I have observed data that looks like:

| bmi | race | has_diabetes |
| 21.7 | 1 | 0 |
| 45.3 | 4 | 1 |
| 18.9 | 2 | 0 |
| 26.6 | 0 | 0 |
| 35.1 | 4 | 0 |

I am attempting to model has_diabetes as:

has_diabetes = pymc.Bernoulli('has_diabetes', p_diabetes, value=data, observed=True)
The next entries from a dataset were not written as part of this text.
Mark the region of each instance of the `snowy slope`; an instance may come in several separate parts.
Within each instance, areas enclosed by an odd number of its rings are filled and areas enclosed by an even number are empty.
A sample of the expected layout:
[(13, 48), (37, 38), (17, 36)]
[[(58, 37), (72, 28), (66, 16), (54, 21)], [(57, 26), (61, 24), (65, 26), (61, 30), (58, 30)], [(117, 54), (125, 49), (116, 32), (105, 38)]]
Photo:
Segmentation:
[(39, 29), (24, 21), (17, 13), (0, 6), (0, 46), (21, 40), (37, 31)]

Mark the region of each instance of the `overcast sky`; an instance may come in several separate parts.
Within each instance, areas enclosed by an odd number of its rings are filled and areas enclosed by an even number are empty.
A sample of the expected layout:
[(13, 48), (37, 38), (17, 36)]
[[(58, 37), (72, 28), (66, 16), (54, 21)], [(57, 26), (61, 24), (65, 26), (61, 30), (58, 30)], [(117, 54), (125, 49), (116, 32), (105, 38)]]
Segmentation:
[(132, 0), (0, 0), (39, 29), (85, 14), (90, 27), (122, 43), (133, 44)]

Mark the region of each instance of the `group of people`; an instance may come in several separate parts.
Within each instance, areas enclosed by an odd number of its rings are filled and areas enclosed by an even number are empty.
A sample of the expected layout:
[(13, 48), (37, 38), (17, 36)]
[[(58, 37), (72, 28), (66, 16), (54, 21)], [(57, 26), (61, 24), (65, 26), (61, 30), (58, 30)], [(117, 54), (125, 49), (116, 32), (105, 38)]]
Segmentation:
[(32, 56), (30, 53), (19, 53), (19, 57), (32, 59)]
My problem is that I am not sure how to construct the p_diabetes function since it is dependent on the values of race and and the continuous value of bmi.

Solution

You need to construct a deterministic function that generates p_diabetes as a function of your predictors. The safest way to do this is via a logit-linear transformation. For example:

intercept = pymc.Normal('intercept', 0, 0.01, value=0)
beta_race = pymc.Normal('beta_race', 0, 0.01, value=np.zeros(4))
beta_bmi = pymc.Normal('beta_bmi', 0, 0.01, value=0)

@pymc.deterministic
def p_diabetes(b0=intercept, b1=beta_race, b2=beta_bmi):

    # Prepend a zero for baseline
    b1 = np.append(0, b1)

    # Logit-linear model
    return pymc.invlogit(b0 + b1[race] + b2*bmi)

I would make the baseline race be the largest group (it is assumed to be index 0 in this example).

Actually, its not clear what the first part of the model above is for, specifically, why you are building models for the predictors, but perhaps I am missing something.